= Albert Solà =

Spanish waiter (1956–2022)

Solà on Telecinco's ¿Quién es mi padre? ("Who is my Father?"). The episode was broadcast posthumously on 15 October 2022.

Albert Solà i Jiménez (1956 – 8 October 2022) was a Spanish man who claimed to be the illegitimate son of King Juan Carlos I.

Born in Barcelona and adopted in the Province of Girona, also in Catalonia, Solà said that he was told by a judge that he was the king's son; the judge in question denied this. In 2012, he took a DNA test with Belgian fellow claimant Ingrid Sartiau that showed 91% similarity between them, but did not include a sample from the king. After Juan Carlos I abdicated in 2014, the pair sued him in the Supreme Court of Spain, with Solà's suit being dismissed.

Solà worked as a waiter in La Bisbal d'Empordà and wrote an autobiography in 2019. He died suddenly in 2022, aged 66.

==Biography==
Solà was born in Barcelona as Alberto Fernando Augusto Bach Ramón. During his childhood, many children were taken from unwed mothers by the authorities of Francoist Spain. Shortly after his birth, he was given to a farming family in Ibiza. According to the daughter of these foster parents, they were paid twice the usual amount. Solà said that he returned to Barcelona in 1961 to live in a large mansion, and was adopted aged 8 by Salvador Solà, a farmer in the Province of Girona.

Solà said that he received an expensive car and motorcycle with no explanation after he learned to drive, and that he was given preferential treatment during his military service. He said that in 1982, an office director would not show him his adoption records, but referred to the case as being "the most complex". According to Solà, he went to court to see his adoption records and was told by the judge that he was the son of King Juan Carlos I; judge Jorge Maza denies this.

Solà first wrote to Juan Carlos I in 2007, referring to him as his father. After not receiving a personal reply, he continued to write, threatening that "Give me some answers and I will not bother you again".

Solà said that he had been approached by an intelligence agent who had seen a photograph of him as a child with Princess María de las Mercedes of Bourbon-Two Sicilies, the mother of Juan Carlos I. Solà said that he had memories of the woman in the photograph.

Solà worked as a waiter in La Bisbal d'Empordà. In 2019, he wrote an autobiography, El Monarca de La Bisbal.

==Paternity suit==
In 2012, Solà and Belgian woman Ingrid Sartiau, who also claimed to be an illegitimate child of Juan Carlos I, took a DNA test administered by Belgian geneticist Jean-Jacques Cassiman. The test showed 91% similarity between their samples. The test did not use a sample from the king, nor did it prove that they were his children.

Juan Carlos I had legal immunity as head of state until he abdicated in June 2014. The Congress of Deputies, led by the People's Party, moved to extend immunity to former monarchs, excluding cases in the Supreme Court of Spain. Solà's lawsuit was dismissed by that court in January 2015, while Sartiau's was heard. In March, the court dismissed Sartiau's case after the king emeritus appealed.

==Death==
Solà died suddenly on 8 October 2022, aged 66. He had ordered a glass of wine at a bar in La Bisbal and was returning to his table when he collapsed.
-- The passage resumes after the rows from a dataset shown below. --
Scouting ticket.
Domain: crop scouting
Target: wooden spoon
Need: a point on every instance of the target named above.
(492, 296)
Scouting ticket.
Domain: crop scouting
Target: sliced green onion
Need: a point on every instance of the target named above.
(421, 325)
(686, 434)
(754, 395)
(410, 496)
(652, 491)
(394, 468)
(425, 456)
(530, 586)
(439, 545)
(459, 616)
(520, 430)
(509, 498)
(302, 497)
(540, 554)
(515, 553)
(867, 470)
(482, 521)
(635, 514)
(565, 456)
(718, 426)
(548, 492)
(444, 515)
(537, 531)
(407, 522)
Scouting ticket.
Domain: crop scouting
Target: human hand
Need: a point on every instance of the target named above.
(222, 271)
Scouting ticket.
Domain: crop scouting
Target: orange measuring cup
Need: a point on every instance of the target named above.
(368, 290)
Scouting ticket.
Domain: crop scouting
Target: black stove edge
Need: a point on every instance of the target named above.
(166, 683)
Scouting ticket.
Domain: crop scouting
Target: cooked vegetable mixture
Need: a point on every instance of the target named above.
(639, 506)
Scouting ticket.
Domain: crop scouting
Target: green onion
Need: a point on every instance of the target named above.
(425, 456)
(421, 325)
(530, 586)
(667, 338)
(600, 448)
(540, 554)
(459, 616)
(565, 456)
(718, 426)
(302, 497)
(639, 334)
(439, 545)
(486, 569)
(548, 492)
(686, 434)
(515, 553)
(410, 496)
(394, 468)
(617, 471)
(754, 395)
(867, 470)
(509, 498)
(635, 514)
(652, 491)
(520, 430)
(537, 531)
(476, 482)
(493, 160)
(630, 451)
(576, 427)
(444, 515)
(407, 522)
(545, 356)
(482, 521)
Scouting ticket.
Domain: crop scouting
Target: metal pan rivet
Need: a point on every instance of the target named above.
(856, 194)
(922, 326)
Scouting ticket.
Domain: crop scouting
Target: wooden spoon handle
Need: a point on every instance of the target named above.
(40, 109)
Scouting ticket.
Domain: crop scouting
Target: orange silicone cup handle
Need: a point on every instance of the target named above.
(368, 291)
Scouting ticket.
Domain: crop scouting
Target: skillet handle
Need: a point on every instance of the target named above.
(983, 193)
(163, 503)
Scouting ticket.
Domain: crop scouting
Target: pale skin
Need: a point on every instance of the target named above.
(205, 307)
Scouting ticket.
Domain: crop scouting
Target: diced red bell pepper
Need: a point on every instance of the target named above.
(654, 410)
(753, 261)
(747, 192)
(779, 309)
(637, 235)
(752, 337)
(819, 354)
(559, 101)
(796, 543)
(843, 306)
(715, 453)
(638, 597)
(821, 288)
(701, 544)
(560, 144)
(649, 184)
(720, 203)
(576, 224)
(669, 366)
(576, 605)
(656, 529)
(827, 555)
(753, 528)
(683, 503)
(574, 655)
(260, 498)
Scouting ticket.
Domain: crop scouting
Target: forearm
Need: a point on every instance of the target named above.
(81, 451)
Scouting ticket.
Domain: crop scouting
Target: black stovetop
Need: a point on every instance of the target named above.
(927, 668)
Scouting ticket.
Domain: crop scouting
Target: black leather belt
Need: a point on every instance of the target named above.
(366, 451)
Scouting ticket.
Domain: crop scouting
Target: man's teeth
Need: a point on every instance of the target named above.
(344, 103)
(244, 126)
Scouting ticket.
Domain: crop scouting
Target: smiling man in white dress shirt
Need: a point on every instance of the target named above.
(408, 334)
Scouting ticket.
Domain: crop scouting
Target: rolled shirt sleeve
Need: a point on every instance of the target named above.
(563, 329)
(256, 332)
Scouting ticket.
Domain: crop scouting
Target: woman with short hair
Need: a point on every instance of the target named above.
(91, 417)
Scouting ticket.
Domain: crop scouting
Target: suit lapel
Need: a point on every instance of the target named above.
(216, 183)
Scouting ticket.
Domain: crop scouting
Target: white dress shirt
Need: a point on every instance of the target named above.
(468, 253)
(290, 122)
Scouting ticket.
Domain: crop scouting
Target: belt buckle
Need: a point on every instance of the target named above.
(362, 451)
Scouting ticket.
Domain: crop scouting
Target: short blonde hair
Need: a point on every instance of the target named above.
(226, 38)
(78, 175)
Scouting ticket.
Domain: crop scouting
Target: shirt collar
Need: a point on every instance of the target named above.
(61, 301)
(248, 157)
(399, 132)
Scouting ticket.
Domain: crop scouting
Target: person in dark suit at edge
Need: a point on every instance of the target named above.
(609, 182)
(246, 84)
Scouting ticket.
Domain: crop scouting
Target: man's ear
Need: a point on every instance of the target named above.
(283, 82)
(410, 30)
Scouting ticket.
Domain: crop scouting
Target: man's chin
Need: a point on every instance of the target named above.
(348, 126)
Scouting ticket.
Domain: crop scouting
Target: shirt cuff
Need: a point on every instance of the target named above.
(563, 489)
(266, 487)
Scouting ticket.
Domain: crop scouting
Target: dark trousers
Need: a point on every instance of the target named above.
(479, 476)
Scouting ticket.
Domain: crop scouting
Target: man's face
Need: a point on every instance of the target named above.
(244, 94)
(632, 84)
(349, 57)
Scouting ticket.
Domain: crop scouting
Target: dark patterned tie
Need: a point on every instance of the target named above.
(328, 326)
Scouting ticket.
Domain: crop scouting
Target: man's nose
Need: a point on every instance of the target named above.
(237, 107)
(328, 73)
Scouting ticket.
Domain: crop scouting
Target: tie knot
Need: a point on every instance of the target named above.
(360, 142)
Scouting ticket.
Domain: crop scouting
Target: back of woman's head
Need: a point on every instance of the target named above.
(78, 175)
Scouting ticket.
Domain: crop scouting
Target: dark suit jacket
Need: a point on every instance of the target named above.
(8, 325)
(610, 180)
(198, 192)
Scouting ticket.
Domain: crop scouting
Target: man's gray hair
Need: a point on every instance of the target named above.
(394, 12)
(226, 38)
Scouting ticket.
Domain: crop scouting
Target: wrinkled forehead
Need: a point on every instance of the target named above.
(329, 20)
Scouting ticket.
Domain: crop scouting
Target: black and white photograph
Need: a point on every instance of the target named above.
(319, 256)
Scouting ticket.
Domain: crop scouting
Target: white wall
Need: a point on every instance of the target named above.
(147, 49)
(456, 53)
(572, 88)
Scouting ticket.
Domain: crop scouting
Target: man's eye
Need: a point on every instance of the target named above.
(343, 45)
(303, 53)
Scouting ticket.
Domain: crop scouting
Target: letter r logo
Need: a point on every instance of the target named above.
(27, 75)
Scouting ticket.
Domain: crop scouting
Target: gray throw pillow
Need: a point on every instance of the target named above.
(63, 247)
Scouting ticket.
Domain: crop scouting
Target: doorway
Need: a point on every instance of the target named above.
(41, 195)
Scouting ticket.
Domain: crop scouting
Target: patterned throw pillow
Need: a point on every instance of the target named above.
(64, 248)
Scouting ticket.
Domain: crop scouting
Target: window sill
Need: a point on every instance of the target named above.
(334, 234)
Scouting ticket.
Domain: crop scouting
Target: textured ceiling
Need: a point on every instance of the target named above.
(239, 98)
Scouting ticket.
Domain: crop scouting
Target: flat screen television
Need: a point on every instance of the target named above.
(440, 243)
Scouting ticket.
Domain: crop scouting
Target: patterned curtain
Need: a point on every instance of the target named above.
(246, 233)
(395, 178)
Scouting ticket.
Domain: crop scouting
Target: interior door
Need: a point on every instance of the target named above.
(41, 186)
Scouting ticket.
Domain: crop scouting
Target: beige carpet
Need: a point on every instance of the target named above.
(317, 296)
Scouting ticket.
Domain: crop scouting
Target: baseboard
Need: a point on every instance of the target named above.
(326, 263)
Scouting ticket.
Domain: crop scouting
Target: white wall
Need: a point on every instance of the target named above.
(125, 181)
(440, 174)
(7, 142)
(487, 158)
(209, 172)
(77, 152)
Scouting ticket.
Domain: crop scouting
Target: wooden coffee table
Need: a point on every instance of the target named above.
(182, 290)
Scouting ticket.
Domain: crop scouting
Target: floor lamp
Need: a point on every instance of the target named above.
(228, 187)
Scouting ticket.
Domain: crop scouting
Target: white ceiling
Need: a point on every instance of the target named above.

The security camera had been moved by an employee before and after the death; the employee said that she did this regularly if she had argued with her husband, the owner.

Television channel Telecinco debuted a series ¿Quién es mi padre? ("Who is my Father?") on 8 October 2022, interviewing people who claim to be the illegitimate children of famous men. The channel did not pull the episode they had filmed with Solà, and broadcast it on 15 October.

A local judge ordered an inquest into the death of Solà.